HISTCONTROL=$HISTCONTROL${HISTCONTROL+:}ignoredups

if [ ! -d ~/.history ]; then
  mkdir ~/.history
fi

export HISTTIMEFORMAT="%F %T "
export HISTFILE=~/.history/`date +%Y%m%d`.hist
export HISTSIZE=100000

shopt -s histappend

But as much fun as it is to fill storage volumes with the events of the past for their own sake, often there’s some analysis shown. Using grep, wc, maybe some awk action if the blogger / stackoverflow essayist / mastodon tooter is of a certain vintage. I went a different way with it. My first sloppy run at it:

"""Read and count commands issued"""
import glob
import operator
import os
import re

"""Get list of files in ${HOME}/.history"""
HOME = os.environ['HOME']

"""Count repeats across all files"""
fileCount = 0
lineCount = 0
commandCount = {}
for session in glob.glob(HOME + '/.history/\*.hist'):
    fileCount+=1
    with open(session) as f:
        for l in f:
            lineCount+=1
            # fuck time
            timestamp = re.match('\#\d{10}', l)
            if not timestamp:
                firstCommand = re.match('\w+', l)
                if firstCommand:

                     commandCount[firstCommand.group(0)] = commandCount.get(firstCommand.group(0),0) + 1
    f.close()

print('found ', fileCount, ' files')
print('found ', lineCount,  ' lines')
sortedCommands = sorted(commandCount.items(), key=operator.itemgetter(1))
for k,v in dict(sortedCommands).items():
    if v > 100:
        print (k,': ', v, 'times')

Output looks like this:

found  165  files
found  21748  lines
tf :  108 times
ga :  109 times
file :  110 times
find :  120 times
brew :  127 times
gc :  139 times
heroku :  151 times
ssh :  154 times
pushd :  155 times
rbenv :  168 times
gem :  175 times
gd :  186 times
type :  198 times
rm :  229 times
vagrant :  239 times
open :  245 times
bundle :  284 times
cat :  293 times
mv :  318 times
...

Then I thought “what if I have shell history for 100 years? what then?”. Because that’s a totally reasonable thing to plan for. Then, “what if bash shell speaks natural language in 100 years?” So I took a run at using a Python tokenizing library. Specifically, nltk. No particular reason beyond it having pretty good gJuice when I was hunting for options. That implementation looks like this:

from nltk.corpus import PlaintextCorpusReader
import nltk
corpus_root = '/Users/stp/.history/'
command_history = PlaintextCorpusReader(corpus_root, '.\*hist')

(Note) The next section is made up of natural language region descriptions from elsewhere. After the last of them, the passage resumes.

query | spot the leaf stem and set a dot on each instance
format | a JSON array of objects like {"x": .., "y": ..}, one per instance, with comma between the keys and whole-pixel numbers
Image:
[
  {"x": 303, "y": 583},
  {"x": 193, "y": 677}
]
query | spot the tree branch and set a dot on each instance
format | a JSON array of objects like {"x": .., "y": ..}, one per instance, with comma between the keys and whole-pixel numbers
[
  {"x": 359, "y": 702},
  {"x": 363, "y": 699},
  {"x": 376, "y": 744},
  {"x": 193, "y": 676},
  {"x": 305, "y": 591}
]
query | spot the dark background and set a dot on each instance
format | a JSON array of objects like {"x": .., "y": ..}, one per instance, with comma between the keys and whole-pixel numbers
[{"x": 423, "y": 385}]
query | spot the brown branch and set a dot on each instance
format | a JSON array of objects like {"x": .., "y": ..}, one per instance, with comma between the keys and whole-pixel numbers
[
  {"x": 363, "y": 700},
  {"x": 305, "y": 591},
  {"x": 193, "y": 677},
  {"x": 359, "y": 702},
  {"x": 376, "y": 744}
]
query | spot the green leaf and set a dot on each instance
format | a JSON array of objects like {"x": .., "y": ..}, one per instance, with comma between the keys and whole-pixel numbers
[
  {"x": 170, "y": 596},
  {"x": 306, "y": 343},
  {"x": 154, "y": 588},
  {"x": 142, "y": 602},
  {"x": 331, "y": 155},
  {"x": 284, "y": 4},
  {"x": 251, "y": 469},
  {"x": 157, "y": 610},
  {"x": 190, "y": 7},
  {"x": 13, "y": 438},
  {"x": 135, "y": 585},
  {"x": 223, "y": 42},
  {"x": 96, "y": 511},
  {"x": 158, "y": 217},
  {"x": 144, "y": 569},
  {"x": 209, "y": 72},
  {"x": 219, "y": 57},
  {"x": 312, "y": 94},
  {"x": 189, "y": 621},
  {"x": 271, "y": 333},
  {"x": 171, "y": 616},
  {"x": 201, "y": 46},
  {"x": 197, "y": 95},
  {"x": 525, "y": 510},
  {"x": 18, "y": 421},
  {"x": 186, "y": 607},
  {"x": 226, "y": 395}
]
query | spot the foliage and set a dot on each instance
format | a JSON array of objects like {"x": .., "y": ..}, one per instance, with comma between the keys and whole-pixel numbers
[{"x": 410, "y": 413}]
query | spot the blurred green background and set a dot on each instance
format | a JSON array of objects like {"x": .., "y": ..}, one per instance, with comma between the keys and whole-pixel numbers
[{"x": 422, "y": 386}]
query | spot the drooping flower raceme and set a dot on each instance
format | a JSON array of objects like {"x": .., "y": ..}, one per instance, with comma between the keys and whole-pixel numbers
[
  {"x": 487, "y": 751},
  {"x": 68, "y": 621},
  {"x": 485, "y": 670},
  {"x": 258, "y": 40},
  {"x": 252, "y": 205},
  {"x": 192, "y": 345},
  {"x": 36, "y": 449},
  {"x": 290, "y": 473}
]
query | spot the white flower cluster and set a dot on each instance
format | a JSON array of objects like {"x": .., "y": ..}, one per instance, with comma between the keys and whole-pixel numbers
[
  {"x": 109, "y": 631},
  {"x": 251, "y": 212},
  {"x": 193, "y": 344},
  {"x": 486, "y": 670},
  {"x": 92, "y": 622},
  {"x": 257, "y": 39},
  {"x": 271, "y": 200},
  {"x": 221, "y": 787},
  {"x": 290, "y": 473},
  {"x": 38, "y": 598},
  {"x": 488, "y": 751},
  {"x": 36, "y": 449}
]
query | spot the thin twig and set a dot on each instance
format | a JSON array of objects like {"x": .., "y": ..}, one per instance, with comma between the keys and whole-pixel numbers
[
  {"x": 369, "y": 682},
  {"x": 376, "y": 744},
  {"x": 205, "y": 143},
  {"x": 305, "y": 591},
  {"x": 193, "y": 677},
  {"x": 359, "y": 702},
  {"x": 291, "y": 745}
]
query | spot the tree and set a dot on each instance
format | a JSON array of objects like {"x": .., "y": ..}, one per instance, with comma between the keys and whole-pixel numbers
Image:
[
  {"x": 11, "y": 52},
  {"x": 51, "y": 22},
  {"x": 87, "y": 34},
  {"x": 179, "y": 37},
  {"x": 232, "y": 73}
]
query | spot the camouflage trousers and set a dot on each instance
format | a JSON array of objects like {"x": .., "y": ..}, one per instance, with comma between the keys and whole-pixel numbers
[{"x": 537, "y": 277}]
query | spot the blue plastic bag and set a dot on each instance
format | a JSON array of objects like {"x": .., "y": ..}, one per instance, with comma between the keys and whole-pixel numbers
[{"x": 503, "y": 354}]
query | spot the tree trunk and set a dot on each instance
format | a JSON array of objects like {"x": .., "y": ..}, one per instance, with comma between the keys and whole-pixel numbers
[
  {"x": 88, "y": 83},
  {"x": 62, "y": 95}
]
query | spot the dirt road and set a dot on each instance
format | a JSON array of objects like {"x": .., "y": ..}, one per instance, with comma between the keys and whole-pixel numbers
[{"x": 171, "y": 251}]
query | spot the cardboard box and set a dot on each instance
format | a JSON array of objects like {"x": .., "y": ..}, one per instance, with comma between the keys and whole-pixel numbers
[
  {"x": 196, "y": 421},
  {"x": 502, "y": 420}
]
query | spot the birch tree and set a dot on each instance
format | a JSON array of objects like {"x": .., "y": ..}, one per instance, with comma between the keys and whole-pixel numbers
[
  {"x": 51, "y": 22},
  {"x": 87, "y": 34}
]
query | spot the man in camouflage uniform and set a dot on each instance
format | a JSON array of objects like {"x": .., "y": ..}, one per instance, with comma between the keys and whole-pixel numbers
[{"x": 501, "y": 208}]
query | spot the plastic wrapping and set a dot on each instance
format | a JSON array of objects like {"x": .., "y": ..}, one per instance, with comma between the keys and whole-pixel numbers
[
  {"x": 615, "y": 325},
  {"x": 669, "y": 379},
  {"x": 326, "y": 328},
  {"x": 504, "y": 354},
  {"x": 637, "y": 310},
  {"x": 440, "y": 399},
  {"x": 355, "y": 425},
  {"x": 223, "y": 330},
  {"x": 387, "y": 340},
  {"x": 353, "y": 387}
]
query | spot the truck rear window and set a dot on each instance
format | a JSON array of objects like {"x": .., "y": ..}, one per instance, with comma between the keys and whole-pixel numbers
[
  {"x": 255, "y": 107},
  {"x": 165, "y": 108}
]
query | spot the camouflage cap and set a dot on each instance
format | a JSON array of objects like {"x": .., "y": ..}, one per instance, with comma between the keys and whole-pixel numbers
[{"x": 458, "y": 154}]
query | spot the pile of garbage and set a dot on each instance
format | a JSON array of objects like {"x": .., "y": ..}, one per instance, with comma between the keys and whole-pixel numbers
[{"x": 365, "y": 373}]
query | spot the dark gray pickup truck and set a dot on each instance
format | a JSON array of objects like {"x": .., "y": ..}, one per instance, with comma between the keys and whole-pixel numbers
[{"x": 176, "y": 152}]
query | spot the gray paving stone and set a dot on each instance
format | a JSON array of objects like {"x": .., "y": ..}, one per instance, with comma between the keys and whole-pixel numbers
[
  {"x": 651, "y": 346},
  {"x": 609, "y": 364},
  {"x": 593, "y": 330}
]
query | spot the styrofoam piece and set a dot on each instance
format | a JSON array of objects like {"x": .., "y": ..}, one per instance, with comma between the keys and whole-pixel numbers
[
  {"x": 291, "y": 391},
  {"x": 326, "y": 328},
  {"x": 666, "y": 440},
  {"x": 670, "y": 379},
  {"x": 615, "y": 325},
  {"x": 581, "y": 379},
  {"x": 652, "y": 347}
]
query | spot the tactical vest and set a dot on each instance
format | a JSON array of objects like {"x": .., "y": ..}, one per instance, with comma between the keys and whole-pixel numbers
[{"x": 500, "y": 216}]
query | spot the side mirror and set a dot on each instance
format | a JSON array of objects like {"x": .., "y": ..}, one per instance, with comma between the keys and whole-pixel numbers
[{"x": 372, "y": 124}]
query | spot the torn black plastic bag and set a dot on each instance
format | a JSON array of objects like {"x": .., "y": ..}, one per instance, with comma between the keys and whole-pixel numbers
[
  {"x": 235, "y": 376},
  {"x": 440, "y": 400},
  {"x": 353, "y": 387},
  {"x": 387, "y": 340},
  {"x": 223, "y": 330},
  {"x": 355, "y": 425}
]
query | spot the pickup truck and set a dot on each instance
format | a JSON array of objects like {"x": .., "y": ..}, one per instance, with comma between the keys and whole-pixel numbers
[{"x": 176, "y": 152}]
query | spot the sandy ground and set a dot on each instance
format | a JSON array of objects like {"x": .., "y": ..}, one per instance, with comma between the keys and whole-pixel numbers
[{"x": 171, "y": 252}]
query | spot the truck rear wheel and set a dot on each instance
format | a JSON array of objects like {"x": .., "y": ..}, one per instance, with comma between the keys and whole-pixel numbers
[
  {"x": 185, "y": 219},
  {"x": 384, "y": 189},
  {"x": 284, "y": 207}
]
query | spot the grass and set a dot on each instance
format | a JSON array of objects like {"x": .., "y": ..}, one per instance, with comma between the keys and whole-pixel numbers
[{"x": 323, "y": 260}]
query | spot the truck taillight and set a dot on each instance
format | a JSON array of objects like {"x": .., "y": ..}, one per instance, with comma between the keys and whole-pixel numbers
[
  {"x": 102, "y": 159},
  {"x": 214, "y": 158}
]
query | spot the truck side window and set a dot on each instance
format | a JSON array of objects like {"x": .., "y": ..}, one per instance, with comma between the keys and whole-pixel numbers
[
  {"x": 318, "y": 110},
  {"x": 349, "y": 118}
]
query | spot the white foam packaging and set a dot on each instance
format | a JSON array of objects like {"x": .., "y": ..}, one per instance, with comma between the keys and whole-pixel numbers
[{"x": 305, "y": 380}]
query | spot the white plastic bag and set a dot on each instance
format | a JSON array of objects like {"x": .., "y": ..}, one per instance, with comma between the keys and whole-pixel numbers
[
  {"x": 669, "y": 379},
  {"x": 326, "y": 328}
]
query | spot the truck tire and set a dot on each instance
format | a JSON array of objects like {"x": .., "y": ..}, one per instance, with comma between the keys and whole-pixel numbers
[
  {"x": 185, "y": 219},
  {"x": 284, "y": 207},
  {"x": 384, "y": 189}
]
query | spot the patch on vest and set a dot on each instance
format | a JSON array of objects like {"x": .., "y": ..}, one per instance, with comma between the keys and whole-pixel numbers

command_freq = nltk.FreqDist(command_history.words())

print (len(command_freq), ' distinct tokens')
command_freq.most_common(20)

I’m not ignoring the timestamps here, so the token distribution heavily favors ‘#’, but the actual command distribution ends up looking not too different from the simplistic first word counting version:

13707  distinct tokens
Out[15]:
[('#', 10800),
 ('/', 5165),
 ('-', 4391),
 ('.', 4292),
 ('ls', 1750),
 ('\\', 1011),
 ('vi', 888),
 ('docker', 849),
 ('git', 626),
 ('--', 616),
 ('pdf', 510),
 ('cd', 454),
 ("'", 453),
 ('bundle', 433),
 ('l', 407),
 ('rm', 385),
 ('gs', 345),
 ('mv', 328),
 ('bin', 325),
 ('0', 322)]
In [ ]:

So what’s the point of looking at this data? Well, right off the top, I sure do seem to spend a lot of time checking what files exist in my ${CWD}. So maybe I should do alias l=ls and reduce my keystrokes by half at stroke.

Or maybe set my ${PROMPT_COMMAND} to auto-list any directory I pushd into.

The possibilities for bikeshedding are endless, given the many places I could optimize my command line environment using my own history.